Allusionist 173 Death transcript

March 24, 2023 The Allusionist

EVIE KING: I mean, if I was to google synonyms of ‘dead’ - let's try that. Synonyms, ‘dead’. See what comes up. ‘Deceased.’

HZ: ‘Deceased’ is just Latin for death.

EVIE KING: ‘Late’, ‘lost’, ‘lamented’...

HZ: ‘Lamented’! 

EVIE KING: ‘Expired’ - expired! Like a cheese. ‘Departed’. ‘Gone’. ‘No more. ‘Fallen. ‘Slain’. Now you're starting to infer causes of death. ‘Slaughtered’, ‘killed’ - see, it escalates quickly. There’s not much, there's not much is there?

HZ: Which is odd considering how much death there is everywhere for everyone.

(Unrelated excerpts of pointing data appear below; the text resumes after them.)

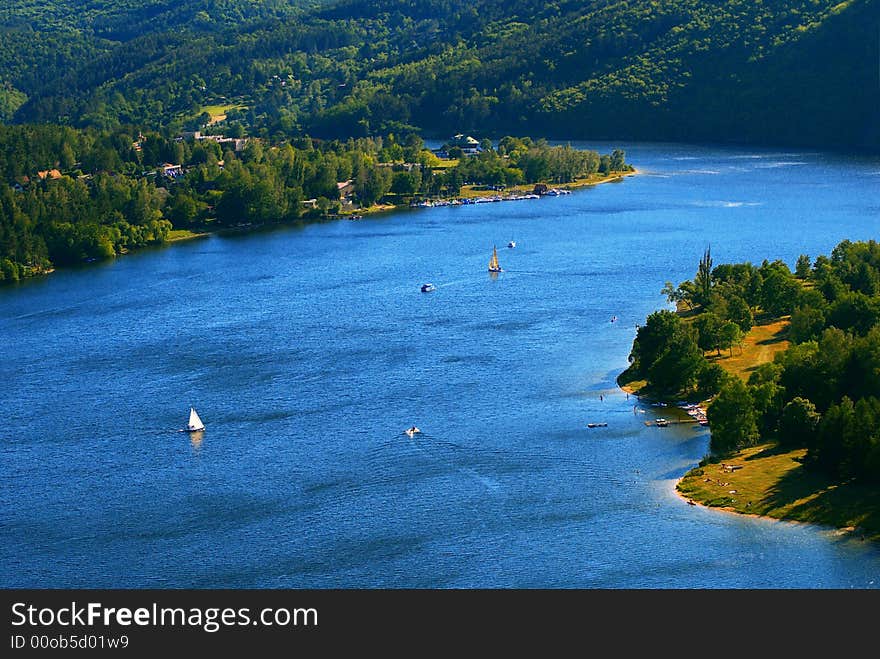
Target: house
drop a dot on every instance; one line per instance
(470, 146)
(49, 175)
(346, 188)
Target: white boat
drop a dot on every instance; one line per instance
(493, 262)
(195, 423)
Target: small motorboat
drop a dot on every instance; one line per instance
(493, 262)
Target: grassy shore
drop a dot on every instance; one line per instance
(770, 481)
(473, 192)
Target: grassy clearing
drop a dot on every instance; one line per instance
(219, 111)
(176, 235)
(760, 346)
(771, 482)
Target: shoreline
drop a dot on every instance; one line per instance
(840, 531)
(184, 235)
(770, 481)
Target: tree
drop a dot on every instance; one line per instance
(680, 361)
(802, 267)
(729, 335)
(732, 418)
(806, 324)
(798, 422)
(779, 293)
(739, 312)
(703, 280)
(651, 339)
(709, 331)
(710, 379)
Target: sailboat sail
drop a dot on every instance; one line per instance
(493, 262)
(195, 423)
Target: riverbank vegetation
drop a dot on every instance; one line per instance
(69, 196)
(800, 417)
(739, 70)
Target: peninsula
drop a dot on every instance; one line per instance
(787, 365)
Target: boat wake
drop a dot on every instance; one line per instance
(418, 445)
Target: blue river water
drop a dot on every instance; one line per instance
(308, 351)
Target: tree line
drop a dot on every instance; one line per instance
(740, 70)
(822, 393)
(68, 195)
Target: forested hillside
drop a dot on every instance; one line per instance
(789, 72)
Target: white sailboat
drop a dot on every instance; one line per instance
(195, 423)
(493, 262)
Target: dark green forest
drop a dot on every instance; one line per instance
(80, 195)
(791, 71)
(821, 393)
(98, 97)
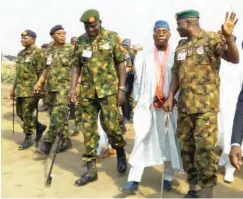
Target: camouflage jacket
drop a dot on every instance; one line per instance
(58, 67)
(29, 65)
(128, 59)
(197, 64)
(98, 60)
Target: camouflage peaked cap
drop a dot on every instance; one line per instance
(187, 14)
(90, 16)
(29, 33)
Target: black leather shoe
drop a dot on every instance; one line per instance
(64, 145)
(89, 176)
(86, 178)
(192, 194)
(121, 160)
(40, 130)
(130, 187)
(44, 148)
(27, 143)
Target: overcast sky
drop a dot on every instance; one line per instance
(130, 18)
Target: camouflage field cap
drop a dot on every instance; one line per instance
(90, 16)
(187, 14)
(29, 33)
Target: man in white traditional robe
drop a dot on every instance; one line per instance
(231, 79)
(152, 146)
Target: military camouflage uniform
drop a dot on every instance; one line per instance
(58, 65)
(197, 64)
(99, 87)
(29, 65)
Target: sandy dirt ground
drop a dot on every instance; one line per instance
(24, 172)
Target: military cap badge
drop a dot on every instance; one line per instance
(91, 19)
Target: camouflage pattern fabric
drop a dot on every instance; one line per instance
(29, 66)
(78, 117)
(197, 135)
(25, 108)
(99, 59)
(58, 111)
(197, 64)
(110, 121)
(58, 69)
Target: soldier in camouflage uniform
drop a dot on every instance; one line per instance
(102, 58)
(75, 114)
(196, 74)
(45, 97)
(29, 64)
(57, 72)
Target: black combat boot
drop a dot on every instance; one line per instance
(64, 145)
(121, 159)
(40, 130)
(27, 142)
(89, 176)
(44, 148)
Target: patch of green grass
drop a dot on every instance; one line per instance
(7, 78)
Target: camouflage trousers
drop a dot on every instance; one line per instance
(197, 135)
(58, 111)
(110, 118)
(78, 117)
(25, 108)
(45, 96)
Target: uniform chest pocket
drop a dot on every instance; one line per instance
(25, 65)
(105, 52)
(201, 55)
(65, 59)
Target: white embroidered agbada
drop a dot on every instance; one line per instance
(151, 146)
(231, 79)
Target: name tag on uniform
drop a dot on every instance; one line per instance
(27, 59)
(181, 56)
(105, 46)
(87, 54)
(49, 60)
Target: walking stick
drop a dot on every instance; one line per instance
(163, 166)
(13, 115)
(49, 177)
(37, 96)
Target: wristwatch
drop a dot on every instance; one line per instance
(122, 88)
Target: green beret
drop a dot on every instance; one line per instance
(90, 16)
(187, 14)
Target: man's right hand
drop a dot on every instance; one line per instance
(168, 105)
(72, 95)
(12, 94)
(235, 156)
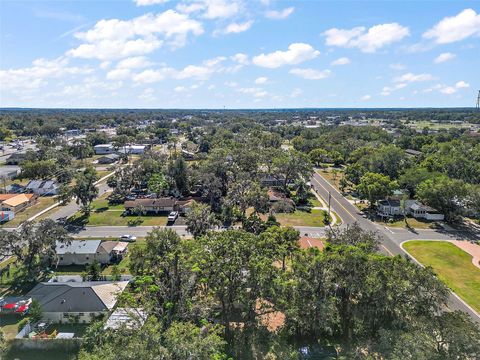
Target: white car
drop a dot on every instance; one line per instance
(128, 238)
(172, 216)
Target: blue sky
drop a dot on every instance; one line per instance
(239, 53)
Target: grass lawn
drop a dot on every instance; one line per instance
(104, 214)
(41, 204)
(452, 265)
(301, 218)
(328, 175)
(413, 223)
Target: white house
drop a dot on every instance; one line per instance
(101, 149)
(133, 149)
(80, 302)
(421, 211)
(81, 252)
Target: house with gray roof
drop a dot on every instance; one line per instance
(43, 187)
(80, 302)
(82, 252)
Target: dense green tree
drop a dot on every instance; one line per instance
(33, 246)
(84, 189)
(200, 219)
(444, 194)
(374, 187)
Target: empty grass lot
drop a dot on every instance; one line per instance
(301, 218)
(452, 265)
(20, 217)
(104, 214)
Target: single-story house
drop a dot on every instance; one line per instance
(81, 252)
(81, 302)
(108, 159)
(15, 189)
(133, 149)
(43, 187)
(9, 171)
(16, 158)
(389, 208)
(421, 211)
(165, 204)
(104, 149)
(270, 180)
(16, 202)
(392, 208)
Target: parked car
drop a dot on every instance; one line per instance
(128, 238)
(172, 216)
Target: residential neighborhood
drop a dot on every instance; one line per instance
(243, 179)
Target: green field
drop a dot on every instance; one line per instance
(452, 265)
(301, 218)
(104, 214)
(413, 223)
(20, 217)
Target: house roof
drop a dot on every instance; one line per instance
(41, 184)
(18, 199)
(160, 202)
(91, 296)
(78, 247)
(108, 246)
(4, 197)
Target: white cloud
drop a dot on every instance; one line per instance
(147, 95)
(340, 61)
(113, 39)
(444, 57)
(261, 80)
(149, 2)
(387, 90)
(240, 58)
(220, 9)
(296, 53)
(462, 85)
(119, 74)
(311, 74)
(134, 62)
(151, 76)
(455, 28)
(279, 14)
(369, 40)
(235, 28)
(38, 74)
(410, 77)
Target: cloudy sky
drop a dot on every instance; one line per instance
(239, 53)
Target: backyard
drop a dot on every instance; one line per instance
(452, 265)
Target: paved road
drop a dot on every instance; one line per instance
(392, 237)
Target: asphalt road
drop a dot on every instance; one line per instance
(392, 238)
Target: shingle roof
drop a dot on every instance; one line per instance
(160, 202)
(77, 296)
(78, 247)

EVIE KING: Yeah, you get more, more synonyms for very boring words, don't you, very workaday words. I think basically maybe it comes down to the fact that dead is dead and we all know what that means, universally dead is dead, and there's no getting away from it, there's no escaping it and there's no getting around it. So we just have to face that word and use it. And if we don't feel like saying dead, we'll just go “passed away”. 

HZ: Maybe that's the thing: maybe we don't need new vocabulary yet until we've learnt to get comfortable with ‘dead’.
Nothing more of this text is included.